Also see the list of articles, none to be taken seriously.

I’m giving WordPress a spin, replacing my own experimental statically-generated weblog publishing tool. The homegrown system worked well, but I wanted to add more dynamic features such as comments and trackbacks, and there’s so much other work going on with weblogging tools that it wasn’t a good use of time to implement those myself.

So I made some changes to WordPress to make it fit my publishing system, all of which are to be contributed back to the project.

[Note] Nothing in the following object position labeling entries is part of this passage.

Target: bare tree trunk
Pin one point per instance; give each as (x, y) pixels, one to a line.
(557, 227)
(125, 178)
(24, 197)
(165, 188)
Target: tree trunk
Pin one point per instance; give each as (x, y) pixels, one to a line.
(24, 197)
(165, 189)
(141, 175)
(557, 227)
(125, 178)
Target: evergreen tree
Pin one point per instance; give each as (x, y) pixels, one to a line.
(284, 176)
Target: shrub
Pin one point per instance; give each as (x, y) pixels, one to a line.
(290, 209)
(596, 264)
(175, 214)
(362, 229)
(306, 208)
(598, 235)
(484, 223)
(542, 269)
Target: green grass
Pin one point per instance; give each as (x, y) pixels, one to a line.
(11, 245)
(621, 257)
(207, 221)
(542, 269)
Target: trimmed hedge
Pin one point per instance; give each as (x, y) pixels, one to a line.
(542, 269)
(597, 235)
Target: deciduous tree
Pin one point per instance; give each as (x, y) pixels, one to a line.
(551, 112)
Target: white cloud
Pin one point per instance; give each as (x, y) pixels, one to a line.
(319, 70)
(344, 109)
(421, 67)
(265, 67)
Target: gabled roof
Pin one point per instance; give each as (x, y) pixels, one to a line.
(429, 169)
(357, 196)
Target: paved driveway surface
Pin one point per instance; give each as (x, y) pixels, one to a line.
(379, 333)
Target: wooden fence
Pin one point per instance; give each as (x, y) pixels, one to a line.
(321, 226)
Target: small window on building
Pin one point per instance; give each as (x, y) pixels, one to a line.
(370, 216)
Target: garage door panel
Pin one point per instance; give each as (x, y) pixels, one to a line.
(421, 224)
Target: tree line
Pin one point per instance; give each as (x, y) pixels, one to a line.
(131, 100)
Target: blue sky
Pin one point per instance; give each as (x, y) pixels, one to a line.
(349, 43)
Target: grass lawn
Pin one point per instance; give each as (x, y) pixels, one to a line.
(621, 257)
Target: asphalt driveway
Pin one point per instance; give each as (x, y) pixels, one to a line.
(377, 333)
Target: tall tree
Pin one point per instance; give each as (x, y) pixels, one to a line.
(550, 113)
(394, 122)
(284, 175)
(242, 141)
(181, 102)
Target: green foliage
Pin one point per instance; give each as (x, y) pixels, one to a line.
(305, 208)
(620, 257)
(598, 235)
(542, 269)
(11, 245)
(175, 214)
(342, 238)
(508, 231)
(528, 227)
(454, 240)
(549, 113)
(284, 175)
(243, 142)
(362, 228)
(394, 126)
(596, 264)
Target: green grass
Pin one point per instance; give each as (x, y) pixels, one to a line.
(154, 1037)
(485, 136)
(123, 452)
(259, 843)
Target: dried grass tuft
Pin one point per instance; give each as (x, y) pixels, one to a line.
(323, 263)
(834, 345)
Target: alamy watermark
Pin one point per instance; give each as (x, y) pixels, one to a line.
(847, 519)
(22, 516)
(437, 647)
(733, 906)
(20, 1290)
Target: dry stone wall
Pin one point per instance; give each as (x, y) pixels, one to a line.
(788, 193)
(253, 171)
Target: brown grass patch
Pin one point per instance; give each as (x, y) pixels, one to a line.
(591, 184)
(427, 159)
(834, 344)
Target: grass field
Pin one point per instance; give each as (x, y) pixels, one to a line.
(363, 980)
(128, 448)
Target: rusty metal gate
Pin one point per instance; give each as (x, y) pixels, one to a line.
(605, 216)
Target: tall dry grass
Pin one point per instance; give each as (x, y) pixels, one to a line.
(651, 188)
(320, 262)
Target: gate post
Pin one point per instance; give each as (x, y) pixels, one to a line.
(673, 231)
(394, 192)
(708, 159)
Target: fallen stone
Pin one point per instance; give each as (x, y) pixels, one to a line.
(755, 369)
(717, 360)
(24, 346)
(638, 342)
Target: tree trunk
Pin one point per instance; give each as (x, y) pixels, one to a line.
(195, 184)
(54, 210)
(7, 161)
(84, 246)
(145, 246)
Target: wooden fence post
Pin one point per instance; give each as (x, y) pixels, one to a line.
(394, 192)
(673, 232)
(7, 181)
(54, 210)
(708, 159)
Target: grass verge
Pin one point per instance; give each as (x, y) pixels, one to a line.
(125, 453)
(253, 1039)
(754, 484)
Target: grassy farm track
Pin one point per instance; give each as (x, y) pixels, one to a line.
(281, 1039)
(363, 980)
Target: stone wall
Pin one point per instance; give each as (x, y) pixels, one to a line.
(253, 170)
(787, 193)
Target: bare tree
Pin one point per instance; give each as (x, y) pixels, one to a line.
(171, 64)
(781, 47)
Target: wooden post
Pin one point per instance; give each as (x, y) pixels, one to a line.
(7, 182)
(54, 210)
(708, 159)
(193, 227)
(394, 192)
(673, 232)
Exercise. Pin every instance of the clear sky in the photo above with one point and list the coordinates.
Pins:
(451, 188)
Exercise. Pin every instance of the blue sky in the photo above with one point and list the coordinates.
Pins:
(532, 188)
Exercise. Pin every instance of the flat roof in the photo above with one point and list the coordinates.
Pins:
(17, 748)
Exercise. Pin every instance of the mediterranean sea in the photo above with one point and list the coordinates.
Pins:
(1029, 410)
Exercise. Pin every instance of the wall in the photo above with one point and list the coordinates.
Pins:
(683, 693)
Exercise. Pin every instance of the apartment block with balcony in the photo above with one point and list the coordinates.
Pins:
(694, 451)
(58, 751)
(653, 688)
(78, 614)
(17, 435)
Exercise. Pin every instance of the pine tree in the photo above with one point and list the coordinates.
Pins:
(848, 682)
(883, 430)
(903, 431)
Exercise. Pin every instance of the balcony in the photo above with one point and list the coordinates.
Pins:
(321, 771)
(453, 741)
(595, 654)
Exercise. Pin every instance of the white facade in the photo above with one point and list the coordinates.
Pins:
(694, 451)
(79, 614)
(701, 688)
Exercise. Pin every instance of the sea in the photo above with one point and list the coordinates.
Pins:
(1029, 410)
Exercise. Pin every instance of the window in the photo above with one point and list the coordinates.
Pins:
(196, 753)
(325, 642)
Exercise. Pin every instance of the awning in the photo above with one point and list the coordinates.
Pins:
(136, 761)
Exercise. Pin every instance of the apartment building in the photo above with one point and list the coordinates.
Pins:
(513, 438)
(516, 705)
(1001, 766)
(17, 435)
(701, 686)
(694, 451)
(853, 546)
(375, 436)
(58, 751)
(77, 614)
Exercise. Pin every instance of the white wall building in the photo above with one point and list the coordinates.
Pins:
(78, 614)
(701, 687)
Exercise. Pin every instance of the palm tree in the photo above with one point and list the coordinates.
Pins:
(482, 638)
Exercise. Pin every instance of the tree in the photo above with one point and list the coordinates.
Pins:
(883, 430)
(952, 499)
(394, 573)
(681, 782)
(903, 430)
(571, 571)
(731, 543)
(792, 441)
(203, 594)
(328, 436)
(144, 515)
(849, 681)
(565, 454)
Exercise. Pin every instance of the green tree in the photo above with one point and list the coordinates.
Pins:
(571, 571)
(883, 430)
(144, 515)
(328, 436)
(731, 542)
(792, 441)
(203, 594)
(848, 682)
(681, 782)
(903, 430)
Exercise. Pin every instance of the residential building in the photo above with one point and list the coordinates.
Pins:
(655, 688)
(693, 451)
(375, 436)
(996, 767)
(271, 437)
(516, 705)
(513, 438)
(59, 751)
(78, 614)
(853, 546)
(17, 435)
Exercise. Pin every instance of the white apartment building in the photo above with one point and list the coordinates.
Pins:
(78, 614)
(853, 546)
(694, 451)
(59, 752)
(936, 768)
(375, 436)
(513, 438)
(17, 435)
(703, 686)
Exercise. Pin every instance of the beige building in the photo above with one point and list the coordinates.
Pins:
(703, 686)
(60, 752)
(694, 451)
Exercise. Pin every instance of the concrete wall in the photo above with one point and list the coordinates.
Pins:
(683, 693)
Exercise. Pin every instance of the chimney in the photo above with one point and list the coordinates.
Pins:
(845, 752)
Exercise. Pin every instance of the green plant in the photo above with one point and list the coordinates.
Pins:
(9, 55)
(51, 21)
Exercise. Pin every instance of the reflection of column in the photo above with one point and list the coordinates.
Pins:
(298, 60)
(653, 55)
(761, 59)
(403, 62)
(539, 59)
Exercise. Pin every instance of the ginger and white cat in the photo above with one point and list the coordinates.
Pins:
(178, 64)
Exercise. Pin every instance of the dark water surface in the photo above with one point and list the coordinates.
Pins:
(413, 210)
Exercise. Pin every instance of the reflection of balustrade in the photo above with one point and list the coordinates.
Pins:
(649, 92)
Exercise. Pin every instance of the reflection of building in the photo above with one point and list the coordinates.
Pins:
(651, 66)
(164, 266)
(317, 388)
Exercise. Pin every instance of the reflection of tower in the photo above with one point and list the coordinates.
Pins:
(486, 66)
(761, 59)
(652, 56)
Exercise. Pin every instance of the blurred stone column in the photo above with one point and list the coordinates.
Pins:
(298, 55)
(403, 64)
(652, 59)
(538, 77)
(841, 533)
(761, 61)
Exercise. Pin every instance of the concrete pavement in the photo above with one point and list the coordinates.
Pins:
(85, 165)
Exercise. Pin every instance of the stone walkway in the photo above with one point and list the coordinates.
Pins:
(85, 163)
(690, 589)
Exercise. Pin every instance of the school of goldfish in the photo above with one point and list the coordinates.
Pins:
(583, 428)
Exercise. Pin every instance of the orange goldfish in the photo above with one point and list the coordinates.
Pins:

  1. There is now an importer for RSS files and blogBrowser-style archives of RSS feeds (one folder per year, one RSS file per month). This allowed me to import entries from my own weblogging tool, which uses blogBrowser archives as its native data format. The importer supports multiple categories as well as modification dates, which brings me to:
  2. Modification dates. They’re now stored per post, and exported in the RSS feed, using a dcterms:modified element.
  3. UTF-8 Unicode storage of all posts. Minimal changes to the code; it mainly sets the right HTTP headers on the edit and post display pages and passes through the results without messing it up. Though PHP is still ISO-8859-1-centric in its string handling (and, the mbstring module aside, some of the other Unicode "support" just ends up replacing characters outside this set with question marks), it passes UTF-8 through fine.
  4. A few minor fixes (permalink generation from a custom format now works when the weblog is hosted somewhere below the root of the site; it’s possible to have a post in no categories).
  5. Multi-weblog synchronization. This is a consequence of the RSS import and modification date features. I can tie my production and staging servers together and update posts in both directions. (I’m just starting to test this out.)
Read and Post Comments

Tim Bray is looking for a better way to post photos to his web site. To judge from the sample photo, his current method doesn’t antialias the image, so sharp edges in the original look jagged when reduced in size.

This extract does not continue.